Entretien avec Ruben Romero Officier à l’état-major du Service Opérations de la DDIS du canton de Vaud, Responsable cantonal de la formation des sapeurs-pompiers

LL : Quel est le point de départ de cette formation

RR : Le détachement suisse faisant actuellement le FDF3 à l’ECASC est composé de divers officiers venant de cinq cantons différents ayant adhérés au concept feu de forêt Romand. Ce projet a pour objectif d’être interopérables en cas d’engagements feux de forêt, aussi bien entre cantons qu’au niveau international. Nous allons pouvoir acquérir le même matériel de lute contre les feux de forêts, des moyens d’interventions similaires et définir le même concept de formation pour les équipiers, les centres spécialisés équipés des moyens spécifiques et pour les cadres responsables de conduire de telles opérations. Nous devons absolument parler le même langage et nous préparer tous ensemble à affronter ce nouveau risque.

LL : Vous venez parce que la doctrine française vous intéresse ? Vous auriez pu allez ailleurs, pourquoi Valabre ?

RR : Le risque feux de forêt évolue sur le nord de l’Europe. Nous sommes également de plus en plus confrontés en Suisse aux feux d’espaces naturels et nous devons développer la culture feux de forêt au sein de nos cantons. Les feux massifs que nos confrères du SDIS 39 ont dû affronter en 2022 ont déclenchés une prise de conscience. Nous devons nous préparer à combattre ce risque. Nos reliefs particuliers et nos essences sont problématiques lors des engagements feux de forêts. C’est pour cette raison que nous avons choisi de reprendre les doctrines françaises et alpines. L’attaque rapide des feux naissants constitue le pilier de cette stratégie. Nos intervenants devront également être formés aux spécificités des Détachement d’Intervention Héliportés et être sensibilisés à la coordination des moyens aériens.

LL : Justement, qu’avez-vous besoin d’apprendre aujourd’hui ?

RR : L’ECASC est une référence internationale, un centre de compétence qui pourra nous sensibiliser et nous former aux risques et à la conduite spécifique des feux de forêts. Nous partons d’une page blanche et nous sommes ici pour apprendre et bénéficier de l’expérience que les sapeurs-pompiers français ont pu acquérir depuis de nombreuses années. Nous avons eu la chance d’être accompagnés depuis quelques années par divers SDIS français, les SDIS du 39, du 25, du 01, du 74 et du 83, dans le cadre des formations FDF1 et 2 (Equipier et chef d’engins) et de leur FMA FDF3 (Chef de Groupe). Ces deux semaines de formation s’intègrent dans cette démarche, des formateurs du SDIS 83 et du 39 passionnés qui partagent leurs expériences. Nos enjeux seront d’adapter la doctrine nationale à nos besoins, de former nos cadres aux spécificités de la conduite FDF et de leur transmettre cette culture.

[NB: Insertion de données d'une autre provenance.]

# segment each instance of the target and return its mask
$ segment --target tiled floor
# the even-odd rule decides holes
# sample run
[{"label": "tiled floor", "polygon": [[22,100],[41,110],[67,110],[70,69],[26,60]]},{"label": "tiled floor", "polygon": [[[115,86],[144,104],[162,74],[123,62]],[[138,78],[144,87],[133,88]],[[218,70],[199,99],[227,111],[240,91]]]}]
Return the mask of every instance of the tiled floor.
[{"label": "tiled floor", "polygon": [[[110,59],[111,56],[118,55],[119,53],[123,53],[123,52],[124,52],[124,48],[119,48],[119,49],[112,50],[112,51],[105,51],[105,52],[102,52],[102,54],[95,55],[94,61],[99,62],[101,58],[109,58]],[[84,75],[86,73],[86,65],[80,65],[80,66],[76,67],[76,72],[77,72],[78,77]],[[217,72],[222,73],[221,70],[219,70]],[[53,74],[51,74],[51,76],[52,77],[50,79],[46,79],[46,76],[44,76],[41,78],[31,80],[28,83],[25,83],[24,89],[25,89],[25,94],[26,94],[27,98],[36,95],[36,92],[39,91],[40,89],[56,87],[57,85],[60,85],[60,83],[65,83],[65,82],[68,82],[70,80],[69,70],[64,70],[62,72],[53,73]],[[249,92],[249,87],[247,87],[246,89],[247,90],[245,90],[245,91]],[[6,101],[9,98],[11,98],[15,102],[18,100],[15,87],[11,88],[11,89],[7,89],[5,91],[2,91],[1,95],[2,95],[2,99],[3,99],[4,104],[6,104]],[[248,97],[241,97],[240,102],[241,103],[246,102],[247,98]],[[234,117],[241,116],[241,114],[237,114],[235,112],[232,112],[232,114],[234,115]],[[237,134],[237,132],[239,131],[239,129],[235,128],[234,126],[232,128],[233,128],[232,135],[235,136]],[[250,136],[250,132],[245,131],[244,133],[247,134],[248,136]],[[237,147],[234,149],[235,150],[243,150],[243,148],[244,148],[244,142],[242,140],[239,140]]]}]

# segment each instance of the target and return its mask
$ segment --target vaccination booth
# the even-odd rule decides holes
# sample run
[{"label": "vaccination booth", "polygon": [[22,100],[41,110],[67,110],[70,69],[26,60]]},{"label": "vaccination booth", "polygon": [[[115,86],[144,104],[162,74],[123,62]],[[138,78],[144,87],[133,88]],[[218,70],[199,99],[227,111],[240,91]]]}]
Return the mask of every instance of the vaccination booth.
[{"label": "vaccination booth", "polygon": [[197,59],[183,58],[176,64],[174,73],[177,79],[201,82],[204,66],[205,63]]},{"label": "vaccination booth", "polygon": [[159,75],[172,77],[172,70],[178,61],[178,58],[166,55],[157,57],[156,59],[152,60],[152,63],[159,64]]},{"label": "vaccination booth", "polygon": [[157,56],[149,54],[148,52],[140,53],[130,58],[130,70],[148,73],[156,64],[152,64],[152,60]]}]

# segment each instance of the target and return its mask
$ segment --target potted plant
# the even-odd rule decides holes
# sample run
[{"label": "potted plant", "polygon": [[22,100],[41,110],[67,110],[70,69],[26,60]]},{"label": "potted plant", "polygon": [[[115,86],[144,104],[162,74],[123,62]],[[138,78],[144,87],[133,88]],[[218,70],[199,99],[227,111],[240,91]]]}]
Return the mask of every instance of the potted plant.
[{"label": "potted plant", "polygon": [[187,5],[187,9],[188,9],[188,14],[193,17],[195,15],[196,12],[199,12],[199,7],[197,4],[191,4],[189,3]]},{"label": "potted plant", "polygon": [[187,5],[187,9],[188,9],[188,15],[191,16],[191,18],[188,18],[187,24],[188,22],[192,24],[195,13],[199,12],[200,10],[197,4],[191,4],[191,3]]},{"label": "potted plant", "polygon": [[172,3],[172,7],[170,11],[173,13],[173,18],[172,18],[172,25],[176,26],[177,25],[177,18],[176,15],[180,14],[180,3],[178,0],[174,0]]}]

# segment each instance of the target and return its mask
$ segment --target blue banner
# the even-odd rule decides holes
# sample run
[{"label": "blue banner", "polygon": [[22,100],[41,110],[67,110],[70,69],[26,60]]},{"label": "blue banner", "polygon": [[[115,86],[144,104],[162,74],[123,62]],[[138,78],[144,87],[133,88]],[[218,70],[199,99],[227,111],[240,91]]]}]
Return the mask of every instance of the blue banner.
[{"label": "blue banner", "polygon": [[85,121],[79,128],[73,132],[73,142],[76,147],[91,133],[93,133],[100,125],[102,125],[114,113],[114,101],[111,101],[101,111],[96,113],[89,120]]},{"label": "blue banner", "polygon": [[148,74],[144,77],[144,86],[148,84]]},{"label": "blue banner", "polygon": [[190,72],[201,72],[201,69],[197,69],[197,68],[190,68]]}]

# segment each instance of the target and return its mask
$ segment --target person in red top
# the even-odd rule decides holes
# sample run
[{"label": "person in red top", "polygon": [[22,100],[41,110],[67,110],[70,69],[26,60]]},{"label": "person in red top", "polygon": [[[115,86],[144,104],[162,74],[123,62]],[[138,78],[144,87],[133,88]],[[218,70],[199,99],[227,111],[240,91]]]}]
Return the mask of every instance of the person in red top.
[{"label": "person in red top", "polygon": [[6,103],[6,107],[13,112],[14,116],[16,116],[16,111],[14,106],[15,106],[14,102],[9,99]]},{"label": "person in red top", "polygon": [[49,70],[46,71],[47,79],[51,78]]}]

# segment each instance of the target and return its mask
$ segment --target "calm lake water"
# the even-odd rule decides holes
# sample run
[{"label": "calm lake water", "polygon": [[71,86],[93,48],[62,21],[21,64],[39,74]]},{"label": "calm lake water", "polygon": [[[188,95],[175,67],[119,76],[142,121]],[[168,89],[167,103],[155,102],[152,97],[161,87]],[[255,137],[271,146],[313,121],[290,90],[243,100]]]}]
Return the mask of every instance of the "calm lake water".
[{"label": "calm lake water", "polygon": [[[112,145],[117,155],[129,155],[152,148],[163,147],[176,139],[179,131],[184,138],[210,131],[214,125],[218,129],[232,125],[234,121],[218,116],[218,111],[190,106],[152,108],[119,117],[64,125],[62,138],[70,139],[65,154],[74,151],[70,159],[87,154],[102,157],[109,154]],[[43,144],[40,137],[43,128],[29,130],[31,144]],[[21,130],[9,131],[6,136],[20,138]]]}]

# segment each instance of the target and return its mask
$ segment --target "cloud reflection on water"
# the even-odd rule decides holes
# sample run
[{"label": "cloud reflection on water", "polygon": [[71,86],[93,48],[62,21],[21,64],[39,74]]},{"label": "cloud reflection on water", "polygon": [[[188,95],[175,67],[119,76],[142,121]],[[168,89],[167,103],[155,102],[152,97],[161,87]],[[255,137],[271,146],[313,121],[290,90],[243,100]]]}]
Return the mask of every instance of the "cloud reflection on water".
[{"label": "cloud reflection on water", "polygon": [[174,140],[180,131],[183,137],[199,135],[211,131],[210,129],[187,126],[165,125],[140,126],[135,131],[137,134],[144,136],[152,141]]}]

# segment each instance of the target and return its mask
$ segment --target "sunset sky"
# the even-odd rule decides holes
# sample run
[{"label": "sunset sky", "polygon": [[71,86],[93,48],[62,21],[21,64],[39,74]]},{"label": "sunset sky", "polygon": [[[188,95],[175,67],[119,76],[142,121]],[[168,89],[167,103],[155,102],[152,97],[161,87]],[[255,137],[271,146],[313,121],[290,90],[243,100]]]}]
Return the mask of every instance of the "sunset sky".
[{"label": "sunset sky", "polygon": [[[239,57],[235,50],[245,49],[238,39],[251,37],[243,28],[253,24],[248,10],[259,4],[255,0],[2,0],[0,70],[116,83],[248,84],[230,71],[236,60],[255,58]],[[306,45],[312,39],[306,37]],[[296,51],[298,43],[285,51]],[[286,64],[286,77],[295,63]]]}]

LL : Qu’avez-vous apprécié de la formule Valabre, dans son sens large ?

RR : Les outils pédagogiques que nous utilisons à l’ECASC sont remarquables. La simulation tactique et la réalité virtuelle sont des outils immersifs qui permettent aux participants d’être préparés au plus proche de la réalité. Les simulateurs d’Hélicoptères Bombardier d’Eau, de reconnaissance et de Canadair sont également incroyables et sensibilisent les intervenants aux dangers, aux conséquences des largages et à la prise en compte des moyens aériens. Les moyens aériens appuient l’action des équipes au sol. Sans leur concours, l’objectif d’intervenir en période de risques sur les départs de feu dans les plus brefs délais ne pourrait pas être atteint dans les secteurs difficiles d’accès. Les processus de conduite sont similaires aux nôtres. Par contre les cadres d’ordre que nous utilisons pendant ces deux semaines sont une découverte très intéressante dans la gestion d’opérations liées aux éléments naturels. Nous apprenons à préparer nos effectifs et nos moyens d’intervention, à les orienter précisément avec un ordre de mouvement, à analyser une zone d’intervention afin d’avoir un raisonnement tactique approprié. Les messages en opération sont primordiaux afin que l’on puisse monter en puissance et pouvoir durer sur ce genre d’intervention. La définition des enjeux et l’anticipation sont les maîtres mots de ces semaines de formation. La deuxième semaine sera dévolue à la conduite des opérations en engageant deux GIFF complets mis à disposition par les sapeurs-pompiers du SDIS 83.

LL : Sur une échelle de 0 à 5, vous nous donnez combien ?

RR : Je vous donne même 10 ! C’est une très grande chance et une grande fierté d’être le premier détachement suisse à pouvoir bénéficier de vos infrastructures de formation et de vos connaissances. C’est également une belle aventure humaine de pouvoir partager avec des passionnés et des intervenants ayants connus et vécus le combat réel contre les feux de forêt avec parfois des conséquences dramatiques. L’humilité face à ce type d’événement devra toujours nous accompagner lors de la conduite des opérations, des valeurs essentielles transmises par nos formateurs.